Стародворянская улица, на которой мы жили, вполне оправдывала тогда своё название, так как сплошь состояла из барских особняков с садами, принадлежащих дворянским семьям Тульской губернии. Ближайшими нашими соседями оказались графы Толстые − одна из многочисленных линий этой многолюдной фамилии. Впоследствии в одной только Туле я знал три семьи Толстых, не имевших даже дальнего родства друг с другом, хотя и происходивших, несомненно, от одного семейного корня.

Семья Толстых состояла из отца, нигде не служившего помещика и страстного охотника, графини, образ которой совершенно испарился из моей памяти, и детей: двух сыновей, бывших на два-три года старше нас с братом, и дочери, тогда ещё ребенка. Мы почти ежедневно бывали друг у друга и по очереди, то у них, то у нас, брали совместно уроки танцев, которые нам преподавал офицер местного гарнизона поляк Якубовский. Помню шумные ёлки, детские балы и совместное гуляние в сопровождении нянек в небольшой сквер недалеко от дома, носивший пышное название «Пушкинского сада», в честь довольно жалкого памятника поэту, там стоявшего.

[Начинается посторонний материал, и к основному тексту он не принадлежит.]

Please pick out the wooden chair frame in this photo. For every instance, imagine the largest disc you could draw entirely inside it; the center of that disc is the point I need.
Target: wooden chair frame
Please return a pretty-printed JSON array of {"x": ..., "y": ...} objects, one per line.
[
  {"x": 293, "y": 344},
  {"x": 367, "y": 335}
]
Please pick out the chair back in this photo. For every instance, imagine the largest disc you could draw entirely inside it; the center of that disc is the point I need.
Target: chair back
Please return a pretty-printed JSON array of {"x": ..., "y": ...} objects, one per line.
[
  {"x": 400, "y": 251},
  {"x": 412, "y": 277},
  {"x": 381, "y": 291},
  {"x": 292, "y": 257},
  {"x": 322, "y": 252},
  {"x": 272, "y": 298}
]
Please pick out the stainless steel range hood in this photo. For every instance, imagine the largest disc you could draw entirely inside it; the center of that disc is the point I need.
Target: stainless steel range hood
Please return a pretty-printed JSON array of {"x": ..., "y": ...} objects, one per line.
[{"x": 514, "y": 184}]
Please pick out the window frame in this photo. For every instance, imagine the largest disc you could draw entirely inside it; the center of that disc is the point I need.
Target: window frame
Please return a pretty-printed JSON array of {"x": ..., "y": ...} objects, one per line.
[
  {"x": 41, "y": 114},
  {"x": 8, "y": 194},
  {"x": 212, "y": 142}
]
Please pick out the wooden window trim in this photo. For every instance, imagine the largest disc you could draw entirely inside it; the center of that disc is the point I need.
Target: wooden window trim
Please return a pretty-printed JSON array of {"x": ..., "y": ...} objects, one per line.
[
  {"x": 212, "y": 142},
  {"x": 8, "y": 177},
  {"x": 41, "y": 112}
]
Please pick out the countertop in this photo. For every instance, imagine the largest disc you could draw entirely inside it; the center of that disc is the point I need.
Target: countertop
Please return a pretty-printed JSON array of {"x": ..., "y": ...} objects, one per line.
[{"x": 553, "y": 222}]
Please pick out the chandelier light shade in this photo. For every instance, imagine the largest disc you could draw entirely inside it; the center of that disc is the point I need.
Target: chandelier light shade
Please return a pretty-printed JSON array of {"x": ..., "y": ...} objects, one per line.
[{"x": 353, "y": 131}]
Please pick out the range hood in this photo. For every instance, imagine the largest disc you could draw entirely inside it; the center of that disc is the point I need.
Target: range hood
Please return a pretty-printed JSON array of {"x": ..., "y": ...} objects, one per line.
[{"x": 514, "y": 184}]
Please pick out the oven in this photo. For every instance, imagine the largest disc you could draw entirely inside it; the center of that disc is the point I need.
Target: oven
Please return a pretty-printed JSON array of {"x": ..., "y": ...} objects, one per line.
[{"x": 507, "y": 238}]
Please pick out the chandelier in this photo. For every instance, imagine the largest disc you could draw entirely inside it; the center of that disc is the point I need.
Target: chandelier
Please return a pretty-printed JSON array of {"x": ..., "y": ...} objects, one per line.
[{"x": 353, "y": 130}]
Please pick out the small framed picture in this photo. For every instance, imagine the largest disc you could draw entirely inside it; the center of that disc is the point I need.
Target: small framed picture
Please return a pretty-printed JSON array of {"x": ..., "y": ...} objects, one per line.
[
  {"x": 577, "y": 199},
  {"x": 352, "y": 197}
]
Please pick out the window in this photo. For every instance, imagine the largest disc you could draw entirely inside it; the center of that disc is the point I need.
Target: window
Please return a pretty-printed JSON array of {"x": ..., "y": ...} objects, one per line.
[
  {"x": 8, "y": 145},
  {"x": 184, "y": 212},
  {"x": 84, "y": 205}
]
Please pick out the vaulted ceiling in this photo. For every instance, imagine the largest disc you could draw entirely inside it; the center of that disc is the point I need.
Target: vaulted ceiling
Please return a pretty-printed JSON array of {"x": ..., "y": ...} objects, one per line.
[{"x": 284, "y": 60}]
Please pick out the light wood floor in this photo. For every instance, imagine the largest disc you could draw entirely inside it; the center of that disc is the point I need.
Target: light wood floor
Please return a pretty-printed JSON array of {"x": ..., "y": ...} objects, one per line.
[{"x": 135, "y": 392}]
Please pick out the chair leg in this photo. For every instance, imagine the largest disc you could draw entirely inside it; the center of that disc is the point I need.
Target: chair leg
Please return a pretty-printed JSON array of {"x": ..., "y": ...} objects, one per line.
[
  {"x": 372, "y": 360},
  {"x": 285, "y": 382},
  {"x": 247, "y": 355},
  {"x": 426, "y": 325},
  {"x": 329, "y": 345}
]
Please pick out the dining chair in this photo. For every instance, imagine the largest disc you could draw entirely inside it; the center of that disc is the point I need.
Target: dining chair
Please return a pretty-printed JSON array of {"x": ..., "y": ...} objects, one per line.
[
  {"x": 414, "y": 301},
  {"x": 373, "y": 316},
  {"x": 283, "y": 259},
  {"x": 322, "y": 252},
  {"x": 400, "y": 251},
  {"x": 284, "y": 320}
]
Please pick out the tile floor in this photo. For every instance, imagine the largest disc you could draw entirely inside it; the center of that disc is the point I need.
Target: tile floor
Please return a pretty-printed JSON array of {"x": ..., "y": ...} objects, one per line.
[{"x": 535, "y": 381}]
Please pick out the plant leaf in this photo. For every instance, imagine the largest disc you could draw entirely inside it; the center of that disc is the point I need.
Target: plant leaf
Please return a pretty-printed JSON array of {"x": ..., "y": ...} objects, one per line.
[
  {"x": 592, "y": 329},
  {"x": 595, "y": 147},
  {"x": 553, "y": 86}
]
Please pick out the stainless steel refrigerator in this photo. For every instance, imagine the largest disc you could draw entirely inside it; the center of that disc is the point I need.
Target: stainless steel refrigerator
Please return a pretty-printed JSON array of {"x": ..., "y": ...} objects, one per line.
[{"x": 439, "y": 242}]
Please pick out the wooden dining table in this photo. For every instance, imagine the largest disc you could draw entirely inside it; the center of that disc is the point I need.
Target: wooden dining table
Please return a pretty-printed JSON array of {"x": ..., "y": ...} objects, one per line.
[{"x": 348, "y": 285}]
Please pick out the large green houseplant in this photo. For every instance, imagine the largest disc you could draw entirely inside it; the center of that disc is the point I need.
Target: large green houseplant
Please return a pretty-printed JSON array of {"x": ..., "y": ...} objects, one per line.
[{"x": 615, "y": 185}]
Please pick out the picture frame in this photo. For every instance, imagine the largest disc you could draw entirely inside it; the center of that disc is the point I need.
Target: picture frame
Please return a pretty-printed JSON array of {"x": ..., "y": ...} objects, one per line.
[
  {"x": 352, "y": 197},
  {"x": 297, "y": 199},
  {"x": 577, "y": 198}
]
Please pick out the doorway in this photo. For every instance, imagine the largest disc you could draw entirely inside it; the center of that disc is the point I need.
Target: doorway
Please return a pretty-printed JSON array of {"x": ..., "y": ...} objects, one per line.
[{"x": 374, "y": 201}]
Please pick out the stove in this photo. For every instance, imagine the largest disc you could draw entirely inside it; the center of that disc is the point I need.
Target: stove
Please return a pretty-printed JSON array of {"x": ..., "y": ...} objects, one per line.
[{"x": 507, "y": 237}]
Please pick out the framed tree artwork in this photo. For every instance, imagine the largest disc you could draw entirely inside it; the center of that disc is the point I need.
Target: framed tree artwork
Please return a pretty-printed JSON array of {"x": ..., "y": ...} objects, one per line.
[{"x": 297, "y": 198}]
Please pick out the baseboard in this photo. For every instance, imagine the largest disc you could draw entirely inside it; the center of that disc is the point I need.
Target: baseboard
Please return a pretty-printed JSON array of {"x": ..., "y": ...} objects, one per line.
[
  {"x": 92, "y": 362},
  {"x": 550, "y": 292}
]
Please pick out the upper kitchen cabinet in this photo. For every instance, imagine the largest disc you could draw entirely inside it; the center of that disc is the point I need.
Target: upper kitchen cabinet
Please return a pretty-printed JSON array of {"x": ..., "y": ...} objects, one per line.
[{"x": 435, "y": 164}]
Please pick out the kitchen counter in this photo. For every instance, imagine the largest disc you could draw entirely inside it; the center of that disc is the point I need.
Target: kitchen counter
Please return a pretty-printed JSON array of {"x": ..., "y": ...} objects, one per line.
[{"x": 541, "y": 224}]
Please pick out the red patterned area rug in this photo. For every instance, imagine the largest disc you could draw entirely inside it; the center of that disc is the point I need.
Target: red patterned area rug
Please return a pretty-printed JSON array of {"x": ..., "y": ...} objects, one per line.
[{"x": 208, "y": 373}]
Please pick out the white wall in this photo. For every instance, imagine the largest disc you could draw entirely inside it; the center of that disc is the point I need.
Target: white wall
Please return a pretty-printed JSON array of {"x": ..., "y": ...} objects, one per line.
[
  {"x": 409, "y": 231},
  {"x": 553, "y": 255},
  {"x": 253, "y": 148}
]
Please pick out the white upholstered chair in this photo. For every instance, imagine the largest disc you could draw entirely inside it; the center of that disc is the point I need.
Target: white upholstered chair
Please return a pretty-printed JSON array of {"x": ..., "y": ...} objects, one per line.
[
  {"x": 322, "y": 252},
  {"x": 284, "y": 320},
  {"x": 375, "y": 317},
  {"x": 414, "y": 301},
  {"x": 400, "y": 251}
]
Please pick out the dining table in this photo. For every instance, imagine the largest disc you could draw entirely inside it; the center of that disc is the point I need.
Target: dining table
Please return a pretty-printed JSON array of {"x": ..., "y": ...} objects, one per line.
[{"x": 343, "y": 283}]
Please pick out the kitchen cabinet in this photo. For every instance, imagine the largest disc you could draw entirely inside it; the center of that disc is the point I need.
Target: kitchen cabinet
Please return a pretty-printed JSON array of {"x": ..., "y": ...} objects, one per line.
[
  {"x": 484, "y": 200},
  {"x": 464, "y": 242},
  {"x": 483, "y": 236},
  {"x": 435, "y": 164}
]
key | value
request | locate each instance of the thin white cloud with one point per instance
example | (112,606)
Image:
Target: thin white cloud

У Толстых в доме неприкосновенным для детей считался кабинет графа отца, весь в диванах и коврах, увешанный оружием, главным украшением которого было чучело огромного медведя. Этот медведь, по нашим детским легендам, ночью оживал и бродил по кабинету. Не подлежит сомненью, что «мораль» на медведя была пущена нашей догадливой нянькой Марьей, во избежание нарушений нами неприкосновенности графского кабинета, куда нас с братом тянуло жгучее любопытство, как ко всякому запретному плоду, тем более что священное табу толстовского дома на нас, как на иноплеменников, впечатления не производило.

По соседству с нами на горе, откуда спускалась к кремлю главная улица Тулы Киевская, находилось большое белое здание тульского Дворянского собрания. Там бывали праздники и детские балы, на которые нас вместе с молодыми Толстыми часто возили.

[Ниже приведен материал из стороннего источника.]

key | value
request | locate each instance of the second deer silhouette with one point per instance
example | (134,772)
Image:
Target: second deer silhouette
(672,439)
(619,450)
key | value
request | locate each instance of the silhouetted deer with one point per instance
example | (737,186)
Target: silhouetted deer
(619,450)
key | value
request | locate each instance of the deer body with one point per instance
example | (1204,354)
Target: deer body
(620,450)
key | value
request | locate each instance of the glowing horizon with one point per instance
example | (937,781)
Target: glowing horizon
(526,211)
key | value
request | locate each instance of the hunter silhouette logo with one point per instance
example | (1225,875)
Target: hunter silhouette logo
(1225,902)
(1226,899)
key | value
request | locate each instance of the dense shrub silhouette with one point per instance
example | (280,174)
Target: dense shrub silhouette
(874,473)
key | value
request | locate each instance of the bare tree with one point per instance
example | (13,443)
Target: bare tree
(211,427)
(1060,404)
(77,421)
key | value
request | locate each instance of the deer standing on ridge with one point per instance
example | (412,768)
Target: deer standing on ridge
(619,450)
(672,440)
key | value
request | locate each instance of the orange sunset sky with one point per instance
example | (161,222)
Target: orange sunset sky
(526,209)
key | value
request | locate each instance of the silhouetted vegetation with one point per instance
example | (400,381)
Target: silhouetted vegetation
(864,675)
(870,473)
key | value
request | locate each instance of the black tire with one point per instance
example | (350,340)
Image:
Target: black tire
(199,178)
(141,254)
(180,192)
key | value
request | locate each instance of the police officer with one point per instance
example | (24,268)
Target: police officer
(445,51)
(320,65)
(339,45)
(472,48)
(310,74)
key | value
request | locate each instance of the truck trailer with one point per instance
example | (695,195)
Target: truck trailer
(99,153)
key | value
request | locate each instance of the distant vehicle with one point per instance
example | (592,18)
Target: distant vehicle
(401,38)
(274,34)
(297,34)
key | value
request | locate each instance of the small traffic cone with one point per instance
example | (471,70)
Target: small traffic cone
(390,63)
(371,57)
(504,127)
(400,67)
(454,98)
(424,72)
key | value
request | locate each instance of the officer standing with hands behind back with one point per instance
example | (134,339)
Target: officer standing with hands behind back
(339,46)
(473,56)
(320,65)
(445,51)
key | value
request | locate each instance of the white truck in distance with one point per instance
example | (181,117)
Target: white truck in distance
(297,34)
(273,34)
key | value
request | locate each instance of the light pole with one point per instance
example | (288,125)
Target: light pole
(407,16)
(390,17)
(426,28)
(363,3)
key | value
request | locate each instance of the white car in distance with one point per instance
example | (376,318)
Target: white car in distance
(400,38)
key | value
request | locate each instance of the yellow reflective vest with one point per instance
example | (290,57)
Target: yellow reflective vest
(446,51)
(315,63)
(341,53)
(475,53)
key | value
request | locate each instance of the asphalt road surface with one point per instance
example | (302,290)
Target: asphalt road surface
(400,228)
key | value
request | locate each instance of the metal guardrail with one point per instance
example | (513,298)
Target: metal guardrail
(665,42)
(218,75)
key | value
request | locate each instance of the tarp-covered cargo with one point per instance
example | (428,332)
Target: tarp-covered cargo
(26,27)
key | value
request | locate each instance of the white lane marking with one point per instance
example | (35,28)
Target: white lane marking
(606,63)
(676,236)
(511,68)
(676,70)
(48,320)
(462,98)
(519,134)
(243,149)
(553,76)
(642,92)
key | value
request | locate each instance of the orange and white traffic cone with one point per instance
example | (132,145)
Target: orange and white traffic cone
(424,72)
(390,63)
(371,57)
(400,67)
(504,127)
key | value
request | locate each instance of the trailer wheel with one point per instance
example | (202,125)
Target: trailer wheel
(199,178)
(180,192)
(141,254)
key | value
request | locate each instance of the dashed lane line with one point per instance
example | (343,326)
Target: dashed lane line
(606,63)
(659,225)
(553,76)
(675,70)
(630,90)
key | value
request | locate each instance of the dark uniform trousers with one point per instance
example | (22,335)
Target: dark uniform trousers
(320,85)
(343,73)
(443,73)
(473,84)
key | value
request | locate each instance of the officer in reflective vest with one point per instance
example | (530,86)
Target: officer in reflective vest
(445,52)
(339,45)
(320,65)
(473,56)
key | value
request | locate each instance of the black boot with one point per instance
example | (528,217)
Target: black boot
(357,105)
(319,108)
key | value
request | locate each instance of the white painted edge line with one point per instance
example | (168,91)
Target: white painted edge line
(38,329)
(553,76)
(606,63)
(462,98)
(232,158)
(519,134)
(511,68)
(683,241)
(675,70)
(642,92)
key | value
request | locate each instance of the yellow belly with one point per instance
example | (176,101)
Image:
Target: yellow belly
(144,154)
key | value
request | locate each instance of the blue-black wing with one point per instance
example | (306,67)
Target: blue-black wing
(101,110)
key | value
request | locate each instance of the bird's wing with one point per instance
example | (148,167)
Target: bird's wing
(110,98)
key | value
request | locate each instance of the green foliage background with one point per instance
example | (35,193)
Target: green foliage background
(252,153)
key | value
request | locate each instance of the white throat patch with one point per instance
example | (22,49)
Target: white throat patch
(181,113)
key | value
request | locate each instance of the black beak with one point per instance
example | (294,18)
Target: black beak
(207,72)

Кроме Толстых, у нас бывали две девочки, дочери местного полкового командира, полк которого стоял в городе. Семья эта жила у нас в доме при заводе на Миллионной улице. Мы у них никогда не бывали, и нянька Марья на моё недоумение по этому поводу всегда отвечала, что «ихние папаша с мамашей господа не настоящие», что во мне всегда возбуждало досаду, так как эти девочки нам с братом очень нравились.

Детским мученьем этого времени для меня было то, что родители нас с братом одевали по зимам в штанишки и курточки на лёгком меху, которые при приходе в гости приходилось снимать в присутствии хозяев, что меня страшно смущало. Маленькие хозяйки это, конечно, заметили и нарочно этим дразнили. Брат Коля к раздеванию относился равнодушно, так что всю порцию двойного позора принимал на себя я один.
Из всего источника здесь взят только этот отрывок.